Lord Krishna

Lord Krishna

Divine Teacher

The Supreme Lord, the charioteer and divine guide of Arjuna. Krishna delivers the eternal wisdom of the Gita, revealing the nature of the soul, duty, and the path to liberation.

Speaking: Chapter 18, Verse 54

54

Verse 54

The Yoga of Liberation through Renunciation

Becoming Brahman, with a joyful self, one neither grieves nor desires; equal to all beings, one attains supreme devotion to me.

Context & Meaning

This verse describes a remarkable movement: the one who has become Brahman — who has realised their identity with the absolute — does not remain at a distance from devotion. Instead, from the platform of Brahman-realisation, they attain parā bhakti — supreme devotion. This is the Gita's reconciliation of the path of knowledge and the path of devotion: Brahman-realisation is not the end but the precondition for the highest love. The prasannātmā (joyful self), the one who neither grieves nor desires, the one who sees all beings with sameness — this person has the inner freedom required for love in its purest and most universal form.

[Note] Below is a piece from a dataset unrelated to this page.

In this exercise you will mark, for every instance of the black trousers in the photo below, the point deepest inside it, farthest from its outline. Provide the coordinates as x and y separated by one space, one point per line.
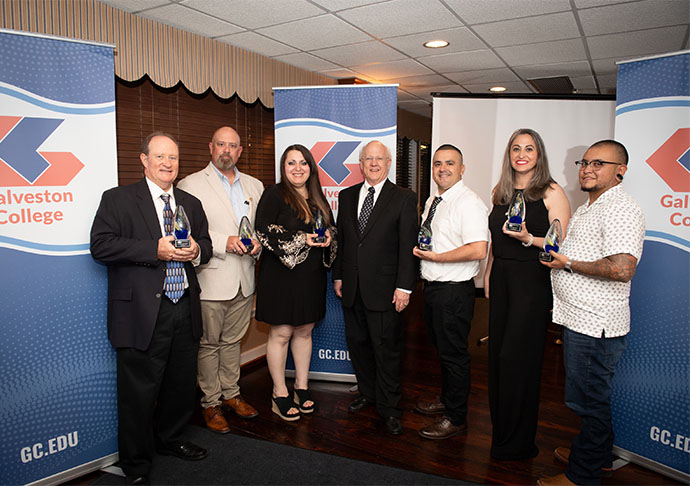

Devotion without this freedom is always coloured by personal need; devotion with this freedom is pure offering.

Scholar Commentaries

1 commentary · Public domain

Madhvacharya

Dvaita

Brahmabhūtaḥ... madbhaktiṃ labhate parām — becoming Brahman... attains supreme devotion to me. The Dvaita reading does not accept that the soul literally becomes Brahman — the soul remains always a distinct reality from the divine. Rather, brahmabhūta here means the soul realising its own divine nature as Vishnu's eternal servant — free, luminous, without the distortions of ego — and from that realised condition, attaining the highest devotion. The path of knowledge purifies the devotee; devotion then reaches its fullness in the pure heart. These are not competing paths but sequential stages of the same journey.